Best of the Decade
- Moonlight
- USA2016
- Barry Jenkins
- 111 DCP
- 14A
Screening Dates
- February 7, 2020 6:30
- February 10, 2020 8:00
“I can’t recall a more sensitive, caring, and meditative portrait of young black boys … The best film I’ve seen in a long time.”
Ta-Nehisi Coates
American independent Barry Jenkins’s sophomore feature and sleeper hit was a true eye-opener (and heartbreaker): a tender, trenchant portrait of black masculinity with little precedent in cinema. Its ultimate coronation at the 89th Academy Awards (after that notorious Faye Dunaway-Warren Beatty-La La Land fiasco) represented a multitude of milestones — including first LGBTQ-themed film, first African-American directed film, and lowest-budget film to ever win the Best Picture Oscar! An impressionistic drama imbued with the screen poetry of a Wong Kar-Wai or Terrence Malick, Moonlight recounts the boyhood, teen years, and young adulthood of Chiron, who grows up poor in drug-ravaged Miami.
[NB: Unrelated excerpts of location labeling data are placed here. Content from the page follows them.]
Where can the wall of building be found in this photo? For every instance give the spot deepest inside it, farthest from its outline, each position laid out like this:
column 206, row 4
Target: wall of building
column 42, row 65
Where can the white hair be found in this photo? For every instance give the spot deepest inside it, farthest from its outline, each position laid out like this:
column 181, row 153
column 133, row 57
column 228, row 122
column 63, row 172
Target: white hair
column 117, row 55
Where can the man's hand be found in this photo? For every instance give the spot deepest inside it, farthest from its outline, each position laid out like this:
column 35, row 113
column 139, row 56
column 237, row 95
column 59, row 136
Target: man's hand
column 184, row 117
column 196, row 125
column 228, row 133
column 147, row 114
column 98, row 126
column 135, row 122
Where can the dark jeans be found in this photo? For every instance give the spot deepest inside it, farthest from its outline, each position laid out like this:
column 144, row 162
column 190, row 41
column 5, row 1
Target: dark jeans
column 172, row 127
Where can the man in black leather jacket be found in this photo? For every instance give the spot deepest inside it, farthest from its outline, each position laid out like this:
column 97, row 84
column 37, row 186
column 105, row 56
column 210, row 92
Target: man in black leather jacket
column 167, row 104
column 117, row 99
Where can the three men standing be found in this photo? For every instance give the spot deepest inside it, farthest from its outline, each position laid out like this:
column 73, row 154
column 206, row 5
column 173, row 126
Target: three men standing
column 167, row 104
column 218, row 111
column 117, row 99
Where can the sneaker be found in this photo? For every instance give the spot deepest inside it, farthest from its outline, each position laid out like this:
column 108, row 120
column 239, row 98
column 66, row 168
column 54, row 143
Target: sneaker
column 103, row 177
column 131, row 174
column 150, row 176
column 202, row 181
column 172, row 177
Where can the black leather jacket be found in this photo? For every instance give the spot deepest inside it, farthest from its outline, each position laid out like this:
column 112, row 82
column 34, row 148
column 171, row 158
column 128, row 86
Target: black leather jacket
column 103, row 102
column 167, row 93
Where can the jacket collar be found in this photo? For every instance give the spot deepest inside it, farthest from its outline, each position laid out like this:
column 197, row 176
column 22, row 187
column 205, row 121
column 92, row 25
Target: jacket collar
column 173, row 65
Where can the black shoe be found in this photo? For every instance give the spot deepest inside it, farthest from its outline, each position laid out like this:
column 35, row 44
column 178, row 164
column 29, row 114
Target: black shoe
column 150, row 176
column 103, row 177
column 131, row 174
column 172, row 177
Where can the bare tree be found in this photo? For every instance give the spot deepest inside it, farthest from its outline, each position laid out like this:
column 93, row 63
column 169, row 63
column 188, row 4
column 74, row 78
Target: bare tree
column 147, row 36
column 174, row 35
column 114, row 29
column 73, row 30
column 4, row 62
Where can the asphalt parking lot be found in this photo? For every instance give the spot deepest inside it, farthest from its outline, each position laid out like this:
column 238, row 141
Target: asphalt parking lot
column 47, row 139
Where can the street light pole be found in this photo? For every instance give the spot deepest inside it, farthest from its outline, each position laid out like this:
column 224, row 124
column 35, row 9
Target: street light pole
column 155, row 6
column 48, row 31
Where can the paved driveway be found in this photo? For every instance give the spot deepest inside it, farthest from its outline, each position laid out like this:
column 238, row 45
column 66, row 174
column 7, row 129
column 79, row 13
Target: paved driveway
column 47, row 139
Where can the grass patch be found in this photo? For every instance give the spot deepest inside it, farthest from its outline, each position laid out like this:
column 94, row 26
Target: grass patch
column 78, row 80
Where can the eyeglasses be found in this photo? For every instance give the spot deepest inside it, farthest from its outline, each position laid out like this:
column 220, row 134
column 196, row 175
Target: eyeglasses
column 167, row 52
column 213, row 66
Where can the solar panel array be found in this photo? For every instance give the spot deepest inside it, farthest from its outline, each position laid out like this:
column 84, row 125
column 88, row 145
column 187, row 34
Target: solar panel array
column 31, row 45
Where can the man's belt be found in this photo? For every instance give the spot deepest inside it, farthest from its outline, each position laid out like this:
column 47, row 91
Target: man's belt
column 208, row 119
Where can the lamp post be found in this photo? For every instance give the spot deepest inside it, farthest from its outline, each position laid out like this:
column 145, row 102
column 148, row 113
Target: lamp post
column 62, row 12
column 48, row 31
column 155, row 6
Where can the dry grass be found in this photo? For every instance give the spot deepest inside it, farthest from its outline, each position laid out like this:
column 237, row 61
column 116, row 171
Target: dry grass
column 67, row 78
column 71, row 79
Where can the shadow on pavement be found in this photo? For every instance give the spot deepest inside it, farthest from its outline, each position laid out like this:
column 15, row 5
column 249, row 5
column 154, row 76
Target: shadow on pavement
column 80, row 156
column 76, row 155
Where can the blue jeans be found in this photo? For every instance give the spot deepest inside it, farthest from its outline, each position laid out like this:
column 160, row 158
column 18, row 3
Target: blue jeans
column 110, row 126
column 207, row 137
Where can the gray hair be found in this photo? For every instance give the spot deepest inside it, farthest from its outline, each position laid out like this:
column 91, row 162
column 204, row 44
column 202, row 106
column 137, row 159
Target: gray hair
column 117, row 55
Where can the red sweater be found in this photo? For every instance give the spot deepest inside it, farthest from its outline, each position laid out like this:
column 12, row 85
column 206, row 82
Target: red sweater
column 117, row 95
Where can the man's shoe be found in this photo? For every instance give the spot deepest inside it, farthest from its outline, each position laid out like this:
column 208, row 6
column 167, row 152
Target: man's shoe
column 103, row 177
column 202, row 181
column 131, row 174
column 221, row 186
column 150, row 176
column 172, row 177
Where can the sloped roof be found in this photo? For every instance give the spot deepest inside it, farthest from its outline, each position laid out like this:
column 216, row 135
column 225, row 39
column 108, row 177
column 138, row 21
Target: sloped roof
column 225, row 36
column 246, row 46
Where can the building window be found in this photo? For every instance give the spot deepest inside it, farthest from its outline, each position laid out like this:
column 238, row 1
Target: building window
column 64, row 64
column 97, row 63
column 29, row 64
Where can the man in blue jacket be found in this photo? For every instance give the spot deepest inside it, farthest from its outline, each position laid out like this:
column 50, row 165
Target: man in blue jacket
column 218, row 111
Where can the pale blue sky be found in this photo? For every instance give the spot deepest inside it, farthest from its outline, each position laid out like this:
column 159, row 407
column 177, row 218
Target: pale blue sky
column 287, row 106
A different performer plays Chiron in each of the film’s three parts. Screenwriter Tarell Alvin McCraney, adapting his own semi autobiographical play, and supporting actor Mahershala Ali, as drug dealer and father-figure Juan, also earned Oscars.
“Moonlight is magic. So intimate you feel like you’re trespassing on its characters’ souls … It’s a film that manages to be both achingly familiar and unlike anything we’ve seen before.”